Hukum Ahlu Kitab Menikahi Muslimah

Adapun hukum menikahi muslimah bagi laki-laki musyrik, dan kafir tidak boleh secara mutlak termasuk di dalamnya ahlul kitab, berdasarkan firman Allah Subhaanahu wa Ta’ala dalam surat al-Baqarah dan Surat al-Muntahanah.

Allah Subhaanahu wa Ta’ala berfirman:
Artinya: “Hai orang-orang yang beriman, apabila datang berhijrah kepadamu perempuan-perempuan yang beriman, maka hendaklah kamu uji (keimanan) mereka. Allah lebih mengetahui tentang keimanan merek; maka jika kamu telah mengetahui mereka (benar-benar) beriman maka janganlah kamu kembalikan mereka kepada (suami-suami mereka) orang-orang kafir. Mereka tiada halal bagi orang-orang kafir itu dan orang-orang kafir itu tiada halal pula bagi mereka. Dan tiada dosa atasmu mengawini mereka apabila kamu bayar kepada mereka maharnya. Dan Janganlah kamu tetap perpegang pada tali (perkawinan) dengan perempuan-perempuan kafir; dan hendaklah kamu minta mahar yang telah kamu bayar; dan hendaklah mereka meminta mahar yang telah mereka bayar. Demikianlah hukum Allah yang ditetapkanNya di antara kamu. Dan Allah Maha Mengetahui lagi Maha Bijaksana.”(Q.S al-Muntahanah: 10)

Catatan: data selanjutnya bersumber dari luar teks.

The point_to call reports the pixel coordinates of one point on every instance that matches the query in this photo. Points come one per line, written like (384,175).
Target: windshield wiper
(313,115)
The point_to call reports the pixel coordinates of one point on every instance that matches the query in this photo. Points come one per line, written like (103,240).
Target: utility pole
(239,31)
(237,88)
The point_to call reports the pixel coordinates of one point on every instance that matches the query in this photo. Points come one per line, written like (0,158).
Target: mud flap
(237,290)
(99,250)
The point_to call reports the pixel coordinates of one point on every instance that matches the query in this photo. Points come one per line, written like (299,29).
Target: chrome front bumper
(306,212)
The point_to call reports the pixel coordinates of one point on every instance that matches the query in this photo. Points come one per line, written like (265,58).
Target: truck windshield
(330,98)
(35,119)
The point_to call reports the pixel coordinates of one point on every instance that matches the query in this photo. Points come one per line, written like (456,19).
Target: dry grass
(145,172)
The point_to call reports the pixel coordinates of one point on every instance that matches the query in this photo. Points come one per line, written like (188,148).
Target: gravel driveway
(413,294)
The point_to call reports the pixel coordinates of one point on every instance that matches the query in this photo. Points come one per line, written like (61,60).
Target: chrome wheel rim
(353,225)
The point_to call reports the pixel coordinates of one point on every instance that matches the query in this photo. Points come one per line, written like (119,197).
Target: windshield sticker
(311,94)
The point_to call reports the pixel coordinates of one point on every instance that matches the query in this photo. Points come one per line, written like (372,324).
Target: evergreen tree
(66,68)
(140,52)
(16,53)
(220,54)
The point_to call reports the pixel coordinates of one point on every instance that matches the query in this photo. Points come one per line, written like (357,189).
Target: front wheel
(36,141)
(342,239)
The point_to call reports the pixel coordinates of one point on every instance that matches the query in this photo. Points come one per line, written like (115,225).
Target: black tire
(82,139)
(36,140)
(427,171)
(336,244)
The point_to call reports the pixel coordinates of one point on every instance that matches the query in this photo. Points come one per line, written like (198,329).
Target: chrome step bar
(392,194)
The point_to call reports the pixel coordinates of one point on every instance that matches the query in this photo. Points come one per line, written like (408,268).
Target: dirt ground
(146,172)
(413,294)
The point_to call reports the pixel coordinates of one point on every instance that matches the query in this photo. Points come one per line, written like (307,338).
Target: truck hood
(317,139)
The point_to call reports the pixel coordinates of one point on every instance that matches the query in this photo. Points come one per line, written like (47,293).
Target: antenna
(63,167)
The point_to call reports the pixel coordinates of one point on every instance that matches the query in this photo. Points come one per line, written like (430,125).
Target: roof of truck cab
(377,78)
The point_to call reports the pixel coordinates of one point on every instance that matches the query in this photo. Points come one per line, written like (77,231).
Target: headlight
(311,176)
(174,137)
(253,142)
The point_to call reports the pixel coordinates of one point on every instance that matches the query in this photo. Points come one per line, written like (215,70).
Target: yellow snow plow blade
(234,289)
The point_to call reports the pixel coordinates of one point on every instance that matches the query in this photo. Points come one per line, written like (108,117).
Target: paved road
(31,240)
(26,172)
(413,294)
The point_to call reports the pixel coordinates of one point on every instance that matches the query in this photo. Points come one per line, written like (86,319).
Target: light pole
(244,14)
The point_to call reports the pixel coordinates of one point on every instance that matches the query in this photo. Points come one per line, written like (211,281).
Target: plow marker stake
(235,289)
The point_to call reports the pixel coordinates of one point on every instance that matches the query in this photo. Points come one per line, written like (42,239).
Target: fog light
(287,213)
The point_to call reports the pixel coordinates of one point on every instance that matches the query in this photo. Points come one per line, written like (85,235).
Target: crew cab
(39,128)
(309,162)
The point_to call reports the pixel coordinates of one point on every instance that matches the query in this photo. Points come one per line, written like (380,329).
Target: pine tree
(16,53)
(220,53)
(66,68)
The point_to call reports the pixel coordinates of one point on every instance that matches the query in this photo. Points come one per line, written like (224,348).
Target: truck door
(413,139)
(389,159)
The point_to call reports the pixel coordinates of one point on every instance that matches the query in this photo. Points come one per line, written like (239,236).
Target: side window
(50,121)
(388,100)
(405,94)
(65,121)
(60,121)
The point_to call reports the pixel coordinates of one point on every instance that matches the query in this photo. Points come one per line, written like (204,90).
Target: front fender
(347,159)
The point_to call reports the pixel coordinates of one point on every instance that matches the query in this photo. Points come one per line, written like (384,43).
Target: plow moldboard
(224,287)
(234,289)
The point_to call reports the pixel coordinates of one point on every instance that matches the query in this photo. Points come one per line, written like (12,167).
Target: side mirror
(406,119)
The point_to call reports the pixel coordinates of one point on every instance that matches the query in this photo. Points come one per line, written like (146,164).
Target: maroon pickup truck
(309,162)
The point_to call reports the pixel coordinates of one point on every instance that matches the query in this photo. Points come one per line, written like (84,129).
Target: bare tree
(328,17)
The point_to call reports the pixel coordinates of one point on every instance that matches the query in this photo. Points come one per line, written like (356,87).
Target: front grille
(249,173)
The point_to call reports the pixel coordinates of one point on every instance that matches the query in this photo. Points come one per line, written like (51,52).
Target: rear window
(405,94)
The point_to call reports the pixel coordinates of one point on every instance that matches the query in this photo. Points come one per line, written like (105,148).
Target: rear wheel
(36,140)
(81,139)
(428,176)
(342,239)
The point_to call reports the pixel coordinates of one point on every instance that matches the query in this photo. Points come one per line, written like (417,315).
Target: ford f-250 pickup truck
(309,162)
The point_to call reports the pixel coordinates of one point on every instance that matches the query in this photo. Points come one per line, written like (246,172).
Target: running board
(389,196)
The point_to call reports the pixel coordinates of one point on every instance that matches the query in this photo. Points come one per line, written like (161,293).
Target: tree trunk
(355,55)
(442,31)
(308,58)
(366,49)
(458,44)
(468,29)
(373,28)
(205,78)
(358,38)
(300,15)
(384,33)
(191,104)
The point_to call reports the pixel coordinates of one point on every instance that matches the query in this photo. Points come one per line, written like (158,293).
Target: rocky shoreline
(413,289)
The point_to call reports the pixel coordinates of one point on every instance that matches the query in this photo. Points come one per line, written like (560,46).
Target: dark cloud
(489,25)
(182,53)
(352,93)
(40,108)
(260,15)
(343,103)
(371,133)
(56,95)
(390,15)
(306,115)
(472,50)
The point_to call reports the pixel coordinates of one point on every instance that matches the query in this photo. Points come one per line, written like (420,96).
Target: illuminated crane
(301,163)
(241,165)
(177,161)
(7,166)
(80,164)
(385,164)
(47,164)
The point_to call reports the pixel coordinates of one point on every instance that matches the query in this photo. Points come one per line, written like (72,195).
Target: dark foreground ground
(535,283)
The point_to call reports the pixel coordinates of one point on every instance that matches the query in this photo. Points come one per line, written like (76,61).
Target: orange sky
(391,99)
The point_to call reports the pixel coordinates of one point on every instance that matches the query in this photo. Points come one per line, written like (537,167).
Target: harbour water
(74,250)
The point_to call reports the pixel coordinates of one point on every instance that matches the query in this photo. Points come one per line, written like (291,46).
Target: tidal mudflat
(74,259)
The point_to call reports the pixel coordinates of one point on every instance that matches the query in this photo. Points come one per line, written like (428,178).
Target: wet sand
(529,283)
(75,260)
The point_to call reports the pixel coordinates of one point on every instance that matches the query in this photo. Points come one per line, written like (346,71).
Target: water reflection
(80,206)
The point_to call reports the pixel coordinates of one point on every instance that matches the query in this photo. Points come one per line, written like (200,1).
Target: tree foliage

Allah Subhaanahu wa Ta’ala berfirman:
Artinya: “Dan janganlah kamu nikahi wanita-wanita musyrik, sebelum mereka beriman. Sesungguhnya wanita budak yang mukmin lebih baik dari wanita musyrik, walaupun dia menarik hatimu. Dan janganlah kamu menikahikan orang-orang musyrik (dengan wanita-wanita mukmin) sebelum mereka beriman. Sesunggunya budak yang mukmin lebih baik dari orang musyrik walaupun dia menarik hatimu. Mereka mengajak ke neraka, sedang Allah mengajak ke surga dan ampunan dengan izinnya. Dan Allah menerangkan ayat-ayatNya (perintah-perintahNya) kepada manusia supaya mereka mengambil pelajaran”. (Q.S al-Baqarah: 221)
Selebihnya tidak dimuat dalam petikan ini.